Photo by Seaq68 on pixabay |
Nature can teach us many things about life and ourselves. It
is a teacher if we’re willing to listen, but this post isn’t about how Nature
can be our teacher. It’s my story of how Nature became my guru.
In order for a guru/student relationship to work, there must
be love. From an early age I felt as though I was safe in Nature. I trusted Its
presence. I loved being surrounded by It and felt loved by It.
My first sense of the spiritual was in Nature and not in a
church though visiting Sainte Anne de Beaupré in Quebec City as a child brought me
to a higher order of spiritual feeling. It was those early ventures into the
woods that first captured my spiritual imagination. It wasn’t the awe I felt in
the cathedral but a quiet, peaceful feeling. Nature embraced me and I embraced
It.
I was I very sensitive child. The noise of the playground
was a bit much sometimes. The woods behind the school yard provided solace and
even healing. I felt alone in a crowd but the crowded forest of trees and rocks
and birds felt like one being holding me. There was no noise, only soft
whispers of wind and birdsong. The solid boulder, rough with lichen upon which
I sat grounded me. These woods were a peaceful sanctuary and the Being all
around me was a greater teacher than those in the school.
For me Nature is so full of the Presence of Being, but as I
got older, I paid less and less attention to Its love and teachings.
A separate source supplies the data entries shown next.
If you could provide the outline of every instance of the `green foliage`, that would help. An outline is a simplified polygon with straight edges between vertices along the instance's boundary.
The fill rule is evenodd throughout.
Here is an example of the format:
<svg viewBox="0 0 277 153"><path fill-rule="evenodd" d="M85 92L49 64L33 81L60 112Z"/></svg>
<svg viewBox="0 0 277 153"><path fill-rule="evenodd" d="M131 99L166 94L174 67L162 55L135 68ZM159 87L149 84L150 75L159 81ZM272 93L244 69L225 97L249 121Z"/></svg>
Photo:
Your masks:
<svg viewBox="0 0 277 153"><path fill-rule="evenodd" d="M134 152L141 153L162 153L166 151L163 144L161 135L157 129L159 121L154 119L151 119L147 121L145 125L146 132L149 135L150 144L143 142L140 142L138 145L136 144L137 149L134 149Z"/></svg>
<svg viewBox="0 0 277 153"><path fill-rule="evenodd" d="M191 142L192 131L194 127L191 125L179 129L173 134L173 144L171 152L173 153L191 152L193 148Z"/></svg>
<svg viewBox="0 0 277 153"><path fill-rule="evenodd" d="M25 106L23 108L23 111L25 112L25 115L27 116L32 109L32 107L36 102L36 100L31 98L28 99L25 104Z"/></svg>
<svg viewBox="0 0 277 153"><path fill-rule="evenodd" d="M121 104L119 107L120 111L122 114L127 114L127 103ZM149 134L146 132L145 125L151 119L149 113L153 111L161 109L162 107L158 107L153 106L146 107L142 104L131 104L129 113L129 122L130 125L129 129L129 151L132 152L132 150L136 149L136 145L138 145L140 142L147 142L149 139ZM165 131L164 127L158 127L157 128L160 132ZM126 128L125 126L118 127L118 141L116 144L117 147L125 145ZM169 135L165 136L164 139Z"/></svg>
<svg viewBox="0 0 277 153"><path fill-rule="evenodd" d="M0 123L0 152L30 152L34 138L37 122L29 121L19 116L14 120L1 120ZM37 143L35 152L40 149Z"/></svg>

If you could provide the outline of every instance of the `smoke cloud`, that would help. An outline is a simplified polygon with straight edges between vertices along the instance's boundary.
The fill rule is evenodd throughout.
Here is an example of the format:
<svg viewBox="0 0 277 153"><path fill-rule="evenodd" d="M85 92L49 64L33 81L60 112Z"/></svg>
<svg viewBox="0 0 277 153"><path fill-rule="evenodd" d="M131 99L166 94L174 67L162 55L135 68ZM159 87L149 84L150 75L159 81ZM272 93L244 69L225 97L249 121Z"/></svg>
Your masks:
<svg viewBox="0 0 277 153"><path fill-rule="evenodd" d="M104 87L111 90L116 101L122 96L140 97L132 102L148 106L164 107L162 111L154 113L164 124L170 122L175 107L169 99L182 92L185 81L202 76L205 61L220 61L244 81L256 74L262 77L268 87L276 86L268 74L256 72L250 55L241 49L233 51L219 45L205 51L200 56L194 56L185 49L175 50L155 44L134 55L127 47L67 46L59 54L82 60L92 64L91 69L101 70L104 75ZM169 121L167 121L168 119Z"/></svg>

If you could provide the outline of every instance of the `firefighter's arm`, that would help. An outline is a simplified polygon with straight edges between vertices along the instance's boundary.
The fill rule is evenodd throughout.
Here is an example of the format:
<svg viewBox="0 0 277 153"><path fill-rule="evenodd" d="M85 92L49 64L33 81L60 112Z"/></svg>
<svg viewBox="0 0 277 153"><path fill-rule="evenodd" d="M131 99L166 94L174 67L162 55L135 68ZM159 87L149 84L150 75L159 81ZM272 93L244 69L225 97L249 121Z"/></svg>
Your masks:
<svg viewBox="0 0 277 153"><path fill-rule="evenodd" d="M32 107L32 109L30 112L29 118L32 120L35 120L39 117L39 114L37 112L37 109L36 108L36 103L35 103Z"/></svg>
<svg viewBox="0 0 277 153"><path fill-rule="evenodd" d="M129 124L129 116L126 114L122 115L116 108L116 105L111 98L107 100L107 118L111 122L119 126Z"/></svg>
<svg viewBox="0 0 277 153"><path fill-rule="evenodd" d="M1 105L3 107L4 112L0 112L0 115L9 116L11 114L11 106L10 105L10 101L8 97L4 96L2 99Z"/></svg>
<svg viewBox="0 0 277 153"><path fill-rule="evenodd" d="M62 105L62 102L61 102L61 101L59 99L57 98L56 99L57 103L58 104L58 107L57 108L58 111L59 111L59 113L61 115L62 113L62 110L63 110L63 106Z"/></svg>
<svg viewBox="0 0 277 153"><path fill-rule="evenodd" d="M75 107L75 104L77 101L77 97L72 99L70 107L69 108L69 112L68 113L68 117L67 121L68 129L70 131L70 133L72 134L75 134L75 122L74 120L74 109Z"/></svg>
In my late
20s I discovered Paganism, and made an attempt to listen and bring Nature into
my life again. It was touch and go and I never really reached that deep
relationship I once had as a child.
About 10 years ago, in my late 30s I began to bring Nature
back into my life in a more visceral way. My husband and I acquired a mountain
cabin in Green Valley Lake. I spent time walking in the woods behind the cabins
across from us. For the first time since I was a child I began to relax into
Nature’s Presence. I had grown somewhat fearful of being out in the woods
because it had been years since I spent any time in a forest or with Nature at
all except a little time in a park now and then.
I walked and got to know this particular land. I opened to
it and it opened to me. But then the fire came and burned much of it. It was
too painful to spend time there anymore. Nature receded to the background of my
awareness again.
Lately I am a watcher in the window rather than a walker in
the woods. Seeing the trees sway in the wind outside my office window does feed
my soul to some degree, but I’ve lost touch with Nature’s heart. This blog is
an attempt to bring my awareness back to Nature and regain the connection I
felt as a child.
Nature is our greatest teacher. We need only to pay
attention to Its rhythms as they express in the cycles of sun, moon, trees,
plants, animals and our bodies.
We are Nature just as we are Spirit. I am earth, water, fire
and the air that passes through me. I am clay, my blood a river, my heart the
fire and I am inspired by the air I breathe.
Nature is my guru. It teaches me through all I do and
experience. And when I am tired, it holds me and lets me know I am not alone. It
will always hold me. Even as I transform, I will eventually leave behind what
is Nature’s, my body. Even as I become identified with my soul, I will also
become the wind in the trees and the soil that brings forth new life. I and
Nature will always be together in the One Spirit that is all.